Le diagnostic différentiel entre les pneumonies bactériennes et virales est difficile. De nombreuses études se sont penchées sur l'utilité des tests sanguins, cliniques et de l'imagerie systématiques, mais aucun test n'est suffisamment fiable pour faire cette différenciation. L'utilisation de biomarqueurs sériques, tels que la procalcitonine et la protéine C-réactive (CRP) pour permettre de différencier une pneumonie bactérienne d'une pneumonie non bactérienne est actuellement à l'étude.

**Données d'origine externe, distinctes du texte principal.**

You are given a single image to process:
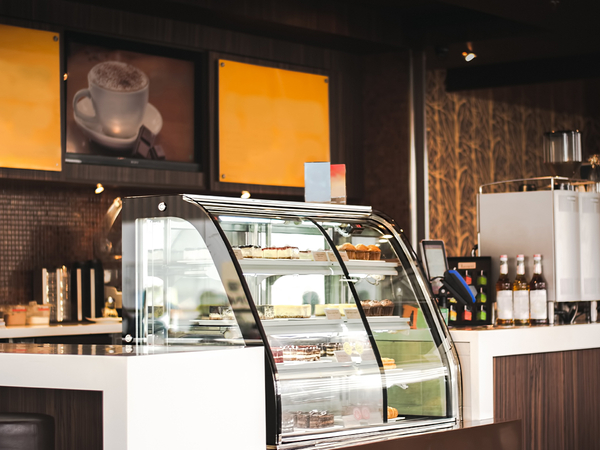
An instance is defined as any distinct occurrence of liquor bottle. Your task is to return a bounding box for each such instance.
[495,255,515,326]
[477,270,487,287]
[512,255,529,325]
[463,270,473,286]
[475,303,487,322]
[448,298,458,324]
[475,286,487,303]
[529,255,548,325]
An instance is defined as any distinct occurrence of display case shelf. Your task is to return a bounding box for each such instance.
[385,362,448,388]
[238,258,398,275]
[346,316,410,332]
[262,317,344,336]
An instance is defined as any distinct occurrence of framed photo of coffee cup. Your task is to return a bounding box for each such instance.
[65,33,205,171]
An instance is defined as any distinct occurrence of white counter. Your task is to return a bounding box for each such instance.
[0,344,266,450]
[0,322,123,339]
[450,323,600,420]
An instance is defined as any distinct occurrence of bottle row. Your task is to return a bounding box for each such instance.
[496,254,548,326]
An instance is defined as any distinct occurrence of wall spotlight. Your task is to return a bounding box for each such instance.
[463,52,477,62]
[463,42,477,62]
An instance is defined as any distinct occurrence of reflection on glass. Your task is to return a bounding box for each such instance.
[136,217,243,346]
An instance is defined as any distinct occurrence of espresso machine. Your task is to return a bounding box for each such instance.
[477,131,600,323]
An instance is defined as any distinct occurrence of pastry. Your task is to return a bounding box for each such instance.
[315,303,356,316]
[271,347,283,363]
[388,406,398,419]
[294,409,334,428]
[367,245,381,261]
[337,242,356,259]
[273,305,310,319]
[298,250,314,261]
[381,298,394,316]
[356,244,369,260]
[263,247,277,259]
[369,300,383,316]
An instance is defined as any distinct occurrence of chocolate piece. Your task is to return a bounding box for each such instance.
[133,125,156,159]
[150,145,166,159]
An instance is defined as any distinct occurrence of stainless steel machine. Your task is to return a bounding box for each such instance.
[477,177,600,323]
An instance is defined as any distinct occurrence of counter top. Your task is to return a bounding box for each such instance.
[0,322,123,339]
[0,344,266,450]
[450,323,600,420]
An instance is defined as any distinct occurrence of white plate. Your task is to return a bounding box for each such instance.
[73,97,163,150]
[86,317,123,323]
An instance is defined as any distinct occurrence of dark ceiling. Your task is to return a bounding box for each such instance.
[386,0,600,67]
[70,0,600,90]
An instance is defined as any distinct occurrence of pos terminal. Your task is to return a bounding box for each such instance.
[419,239,475,323]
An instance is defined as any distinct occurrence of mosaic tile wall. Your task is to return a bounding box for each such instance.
[426,71,600,256]
[0,179,117,304]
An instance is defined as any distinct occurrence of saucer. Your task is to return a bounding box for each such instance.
[73,97,163,150]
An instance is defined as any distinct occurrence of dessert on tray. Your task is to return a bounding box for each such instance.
[273,305,310,319]
[367,245,381,261]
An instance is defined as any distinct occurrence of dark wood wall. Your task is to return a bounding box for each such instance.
[494,349,600,450]
[426,70,600,256]
[0,0,410,303]
[0,386,103,450]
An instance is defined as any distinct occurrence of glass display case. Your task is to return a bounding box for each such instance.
[123,195,461,448]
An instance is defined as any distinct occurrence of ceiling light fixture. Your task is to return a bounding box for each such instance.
[463,42,477,62]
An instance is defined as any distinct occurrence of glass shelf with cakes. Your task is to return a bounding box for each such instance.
[123,195,460,450]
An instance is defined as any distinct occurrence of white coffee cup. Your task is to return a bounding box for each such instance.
[73,61,150,138]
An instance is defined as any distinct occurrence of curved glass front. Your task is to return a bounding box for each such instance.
[217,214,384,439]
[322,220,452,421]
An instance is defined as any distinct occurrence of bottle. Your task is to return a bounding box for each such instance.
[495,255,515,326]
[512,255,529,325]
[460,305,473,322]
[529,255,548,325]
[475,303,487,322]
[475,286,487,303]
[463,270,473,286]
[477,270,487,287]
[448,298,458,324]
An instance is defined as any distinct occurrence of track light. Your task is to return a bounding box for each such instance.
[463,42,477,62]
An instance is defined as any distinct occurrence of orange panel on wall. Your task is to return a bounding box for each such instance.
[0,25,61,171]
[219,60,329,187]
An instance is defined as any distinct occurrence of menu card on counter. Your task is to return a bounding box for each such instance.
[325,308,342,320]
[313,251,327,261]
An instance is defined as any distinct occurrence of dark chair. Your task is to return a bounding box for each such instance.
[0,413,55,450]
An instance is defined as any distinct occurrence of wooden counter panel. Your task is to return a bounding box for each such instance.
[0,386,103,450]
[494,349,600,450]
[348,420,523,450]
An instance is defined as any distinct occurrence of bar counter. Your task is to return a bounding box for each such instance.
[0,344,266,450]
[0,322,123,339]
[450,323,600,450]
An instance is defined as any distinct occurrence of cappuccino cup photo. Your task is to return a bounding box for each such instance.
[73,61,150,138]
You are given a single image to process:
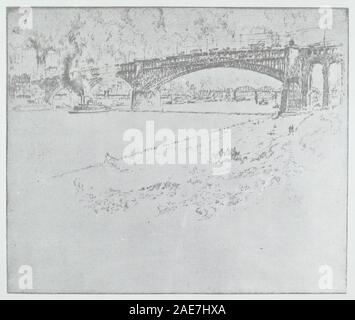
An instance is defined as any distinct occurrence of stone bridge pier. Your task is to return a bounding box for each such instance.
[131,88,162,111]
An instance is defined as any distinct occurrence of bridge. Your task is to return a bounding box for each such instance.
[41,41,344,112]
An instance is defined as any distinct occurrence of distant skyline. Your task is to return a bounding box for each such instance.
[8,8,347,73]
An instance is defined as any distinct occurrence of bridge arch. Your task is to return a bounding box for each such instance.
[140,62,284,91]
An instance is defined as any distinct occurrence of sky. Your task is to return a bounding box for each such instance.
[8,8,348,89]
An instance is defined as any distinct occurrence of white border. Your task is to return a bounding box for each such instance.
[0,0,355,300]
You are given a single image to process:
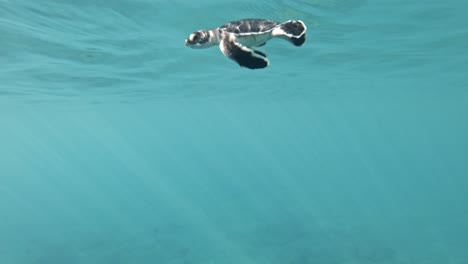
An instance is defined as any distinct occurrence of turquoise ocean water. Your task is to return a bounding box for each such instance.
[0,0,468,264]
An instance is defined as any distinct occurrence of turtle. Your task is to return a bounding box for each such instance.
[185,18,307,69]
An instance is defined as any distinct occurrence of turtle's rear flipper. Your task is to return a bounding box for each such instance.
[219,37,269,69]
[273,20,307,46]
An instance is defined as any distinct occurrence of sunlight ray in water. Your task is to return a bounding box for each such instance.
[0,0,468,264]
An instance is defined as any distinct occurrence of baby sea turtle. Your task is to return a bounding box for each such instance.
[185,19,307,69]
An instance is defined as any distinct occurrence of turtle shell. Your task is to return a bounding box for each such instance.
[219,19,278,35]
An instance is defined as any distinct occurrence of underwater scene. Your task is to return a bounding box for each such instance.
[0,0,468,264]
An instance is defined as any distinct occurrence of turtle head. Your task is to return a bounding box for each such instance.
[185,30,214,49]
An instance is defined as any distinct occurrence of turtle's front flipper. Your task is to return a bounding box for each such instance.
[252,49,266,57]
[219,36,269,69]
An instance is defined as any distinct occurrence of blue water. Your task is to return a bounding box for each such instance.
[0,0,468,264]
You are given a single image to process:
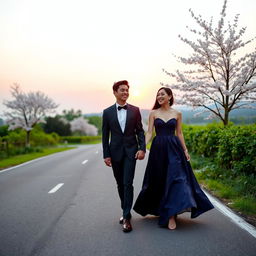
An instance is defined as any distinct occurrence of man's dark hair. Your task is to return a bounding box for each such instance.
[113,80,130,92]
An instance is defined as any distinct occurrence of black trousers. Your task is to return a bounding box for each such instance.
[112,156,136,219]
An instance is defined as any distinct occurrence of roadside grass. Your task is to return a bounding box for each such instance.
[0,147,75,171]
[191,154,256,225]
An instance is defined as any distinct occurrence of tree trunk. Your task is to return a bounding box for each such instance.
[26,131,30,147]
[223,108,229,126]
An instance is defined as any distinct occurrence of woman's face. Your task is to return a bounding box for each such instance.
[156,89,171,105]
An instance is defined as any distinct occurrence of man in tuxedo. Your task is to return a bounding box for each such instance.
[102,80,146,232]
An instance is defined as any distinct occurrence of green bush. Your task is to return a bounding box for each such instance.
[183,124,256,174]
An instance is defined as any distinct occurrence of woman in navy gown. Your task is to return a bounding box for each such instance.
[133,87,214,230]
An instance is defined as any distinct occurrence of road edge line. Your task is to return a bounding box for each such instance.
[203,189,256,238]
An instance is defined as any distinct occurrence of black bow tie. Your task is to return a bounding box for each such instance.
[117,105,127,110]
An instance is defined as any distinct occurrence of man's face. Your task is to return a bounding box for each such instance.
[114,84,129,102]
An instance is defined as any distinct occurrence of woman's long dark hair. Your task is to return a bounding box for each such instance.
[152,87,173,109]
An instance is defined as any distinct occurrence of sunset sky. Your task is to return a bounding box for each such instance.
[0,0,256,117]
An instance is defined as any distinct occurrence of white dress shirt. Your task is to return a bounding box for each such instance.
[116,103,127,133]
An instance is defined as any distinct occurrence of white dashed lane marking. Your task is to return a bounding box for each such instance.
[48,183,64,194]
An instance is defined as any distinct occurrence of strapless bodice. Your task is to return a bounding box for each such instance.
[154,118,177,136]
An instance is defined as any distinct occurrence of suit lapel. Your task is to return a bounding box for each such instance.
[112,104,123,133]
[124,104,132,133]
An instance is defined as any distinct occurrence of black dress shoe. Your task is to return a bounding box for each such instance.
[123,219,132,233]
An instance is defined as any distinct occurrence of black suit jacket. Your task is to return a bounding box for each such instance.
[102,104,146,161]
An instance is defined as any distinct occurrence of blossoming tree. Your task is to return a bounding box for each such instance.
[164,0,256,125]
[3,84,58,146]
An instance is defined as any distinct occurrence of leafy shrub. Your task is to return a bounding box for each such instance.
[183,124,256,174]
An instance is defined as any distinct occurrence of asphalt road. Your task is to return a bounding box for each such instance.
[0,145,256,256]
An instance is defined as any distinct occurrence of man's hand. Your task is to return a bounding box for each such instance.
[104,157,112,167]
[135,150,145,160]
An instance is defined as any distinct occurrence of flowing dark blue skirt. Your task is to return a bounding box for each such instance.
[133,135,214,226]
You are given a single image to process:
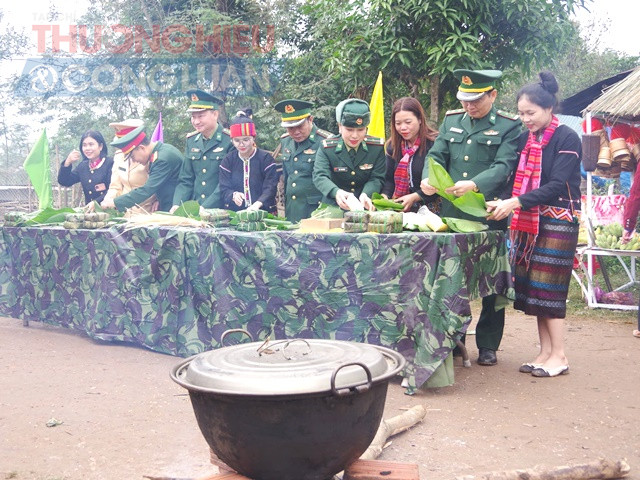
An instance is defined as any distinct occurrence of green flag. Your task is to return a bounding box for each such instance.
[23,128,53,210]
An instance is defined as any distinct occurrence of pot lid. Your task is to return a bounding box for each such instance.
[173,339,404,396]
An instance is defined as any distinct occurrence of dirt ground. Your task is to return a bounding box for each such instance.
[0,304,640,480]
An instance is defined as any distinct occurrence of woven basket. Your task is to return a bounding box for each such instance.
[582,133,601,172]
[609,138,631,162]
[598,147,611,168]
[593,163,622,178]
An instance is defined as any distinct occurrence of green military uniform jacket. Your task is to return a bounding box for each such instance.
[313,135,387,205]
[276,125,332,222]
[113,142,183,211]
[422,107,522,221]
[173,124,235,208]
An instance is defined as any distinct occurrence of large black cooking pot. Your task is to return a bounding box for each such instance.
[171,339,405,480]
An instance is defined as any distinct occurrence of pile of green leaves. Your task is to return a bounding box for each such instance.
[442,217,489,233]
[429,157,489,217]
[371,193,402,212]
[311,203,344,218]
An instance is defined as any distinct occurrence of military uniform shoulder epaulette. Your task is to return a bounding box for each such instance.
[364,135,384,145]
[316,128,333,138]
[496,110,520,122]
[322,137,340,148]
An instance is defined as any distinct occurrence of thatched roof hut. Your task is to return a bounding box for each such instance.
[560,70,633,117]
[585,67,640,122]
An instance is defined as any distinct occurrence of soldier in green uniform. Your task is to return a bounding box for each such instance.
[313,98,387,210]
[420,70,522,365]
[171,90,234,212]
[101,125,183,212]
[274,99,332,222]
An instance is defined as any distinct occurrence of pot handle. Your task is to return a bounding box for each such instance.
[331,362,371,397]
[282,338,311,360]
[220,328,253,347]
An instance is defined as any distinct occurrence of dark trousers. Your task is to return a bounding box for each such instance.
[476,295,505,350]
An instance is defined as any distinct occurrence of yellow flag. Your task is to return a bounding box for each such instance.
[369,72,385,140]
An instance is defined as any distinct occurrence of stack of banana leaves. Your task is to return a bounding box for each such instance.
[4,204,123,228]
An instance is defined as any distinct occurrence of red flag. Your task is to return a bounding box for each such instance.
[151,112,164,142]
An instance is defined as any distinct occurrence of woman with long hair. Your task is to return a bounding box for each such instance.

Chez le patient ambulatoire atteint de pneumonie légère ou modérée, aucun test de diagnostic supplémentaire n'est nécessaire ( Stratification du risque de pneumonie contractée en ville (le Pneumonia Severity Index)). En cas de pneumonie modérée ou sévère, une numération des GB, un ionogramme et un dosage de l'urée et de la créatinine sont utiles afin de classer le risque et l'état d'hydratation. L'oxymétrie pulsée ou le dosage des gaz du sang artériel doivent également être effectués pour évaluer l'oxygénation. En cas de pneumonie modérée ou sévère et d'hospitalisation, 2 ensembles d'hémocultures sont effectués pour évaluer la bactériémie et la septicémie. L'IDSA fournit un guide des essais recommandés en fonction des facteurs démographiques et de risque des patients (Infectious Diseases Society of America Clinical Guideline on Community-Acquired Pneumonia).

Identification du pathogène

L'identification de l'agent pathogène peut être utile pour diriger le traitement et vérifier les sensibilités bactériennes aux antibiotiques. Cependant, en raison des limitations des tests diagnostiques actuels et le succès du traitement antibiotique empirique, des experts recommandent de limiter les tentatives d'identification microbiologique (p. ex., par culture, techerche d'antigènes spécifiques) à moins que les patients ne soient à risque élevé ou aient des complications (p. ex., pneumonie sévère, immunodépression, asplénie, absence de réponse au traitement empirique). En général, plus la pneumonie est modérée, moins un tel test diagnostique est nécessaire. Les patients gravement malades nécessitent les tests les plus intensifs, tels que les patients chez lesquels un micro-organisme résistant ou inhabituel est suspecté (p. ex., tuberculose, P. jirovecii), les patients dont l'état se détériore ou qui ne répondent pas aux traitements dans les 72 h.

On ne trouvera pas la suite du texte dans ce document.